Naruto menjatuhkan tubuhnya kelelahan di samping Hinata sambil menarik tubuh Hinata dalam pelukannya. Keduanya mulai berusaha menenangkan tubuh dan nafas mereka. Kedua mata mereka mulai terpejam karena kelelahan.
"Aku juga mencintaimu," bisik Naruto seraya mengecup lembut puncak kepala Hinata. Akhirnya, keduanya memasuki alam tidur dalam kehangatan satu sama lain. Senyum kebahagian terpancar dari keduanya saat mereka tidur dalam kedamaian.
.
.
.
.
Di tengah malam yang sunyi, pria berjaket hitam berjalan menyusuri lorong rumah sakit. Pria itu kemudian berhenti di depan jendela kaca yang memisahkan antara lorong dan ruangan itu. Sepasang mata lavender-nya menatap lurus ke wanita yang terbaring lemah, dengan kabel-kabel mesin yang menutupi tubuhnya.

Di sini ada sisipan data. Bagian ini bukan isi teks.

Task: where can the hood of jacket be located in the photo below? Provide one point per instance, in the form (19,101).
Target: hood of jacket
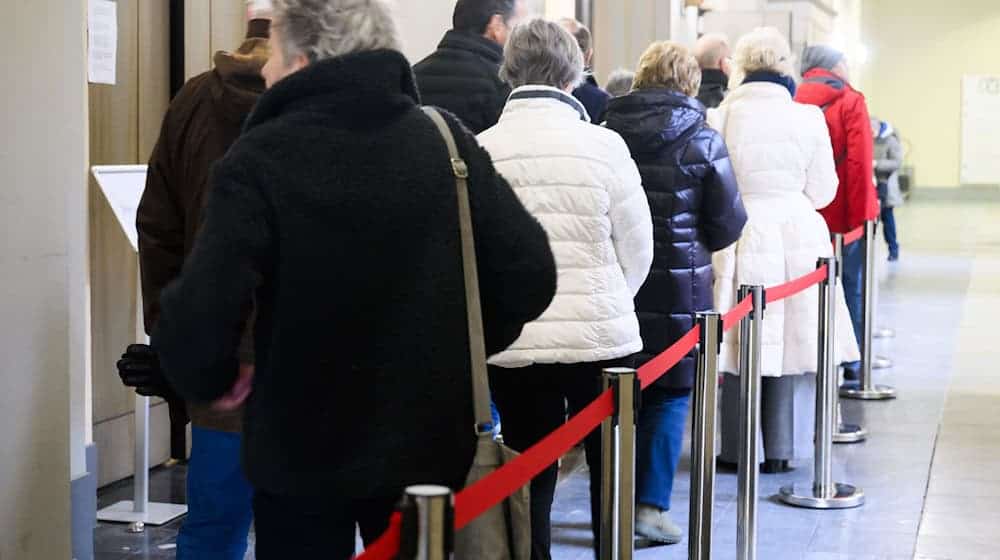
(238,82)
(462,40)
(356,89)
(651,119)
(821,88)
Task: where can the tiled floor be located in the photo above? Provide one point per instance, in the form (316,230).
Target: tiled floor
(939,440)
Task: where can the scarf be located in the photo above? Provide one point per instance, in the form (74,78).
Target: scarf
(773,78)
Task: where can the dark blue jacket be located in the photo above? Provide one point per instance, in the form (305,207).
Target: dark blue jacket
(696,208)
(594,99)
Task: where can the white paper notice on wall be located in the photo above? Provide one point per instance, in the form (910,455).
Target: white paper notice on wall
(980,123)
(102,44)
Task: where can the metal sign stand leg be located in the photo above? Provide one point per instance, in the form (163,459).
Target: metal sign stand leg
(866,389)
(825,493)
(139,511)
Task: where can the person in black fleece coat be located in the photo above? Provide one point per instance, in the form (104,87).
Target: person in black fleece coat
(697,210)
(463,74)
(337,208)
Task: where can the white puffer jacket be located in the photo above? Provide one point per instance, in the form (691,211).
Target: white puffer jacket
(784,164)
(580,182)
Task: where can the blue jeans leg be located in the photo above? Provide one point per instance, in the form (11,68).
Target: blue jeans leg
(220,500)
(854,262)
(659,436)
(889,229)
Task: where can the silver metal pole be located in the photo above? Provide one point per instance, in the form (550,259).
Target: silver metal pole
(618,455)
(844,433)
(866,388)
(428,523)
(825,493)
(703,437)
(748,469)
(609,481)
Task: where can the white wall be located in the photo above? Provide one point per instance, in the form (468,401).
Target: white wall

Tangannya tanpa sadar mengepal saat melihat kondisi wanita itu. Mata lavender-nya menggelap, memancarkan kemarahan dan kebencian. Pikirannya kini dipenuhi dengan dendam yang amat sangat. Ingin rasanya ia membuat perhitungan dengan siapa saja yang bertanggung jawab membuat wanita itu seperti itu.
"Jangan bertindak bodoh." Suara seorang wanita tiba-tiba muncul di belakangnya. Wanita itu berjalan mendekatinya dan ikut memandangi wanita yang terbaring di dalam. "Kau hanya akan membunuh dirimu sendiri jika kau melakukannya." Wanita itu seolah mampu membaca pikirannya.
"Hn," balasnya.
"Kau seharusnya tidak diperbolehkan berada di sini."
"Aku tahu," katanya tanpa sedikit pun memalingkan tatapannya dari wanita yang terbaring di ranjang .
Mereka kedua kemudian terdiam dan kembali mengawasi wanita yang terbaring di dalam.
"Tsunade-sama. Aku mohon, sembuhkanlah Tenten," ujar pria itu pelan dan pergi meninggalkan ruangan itu.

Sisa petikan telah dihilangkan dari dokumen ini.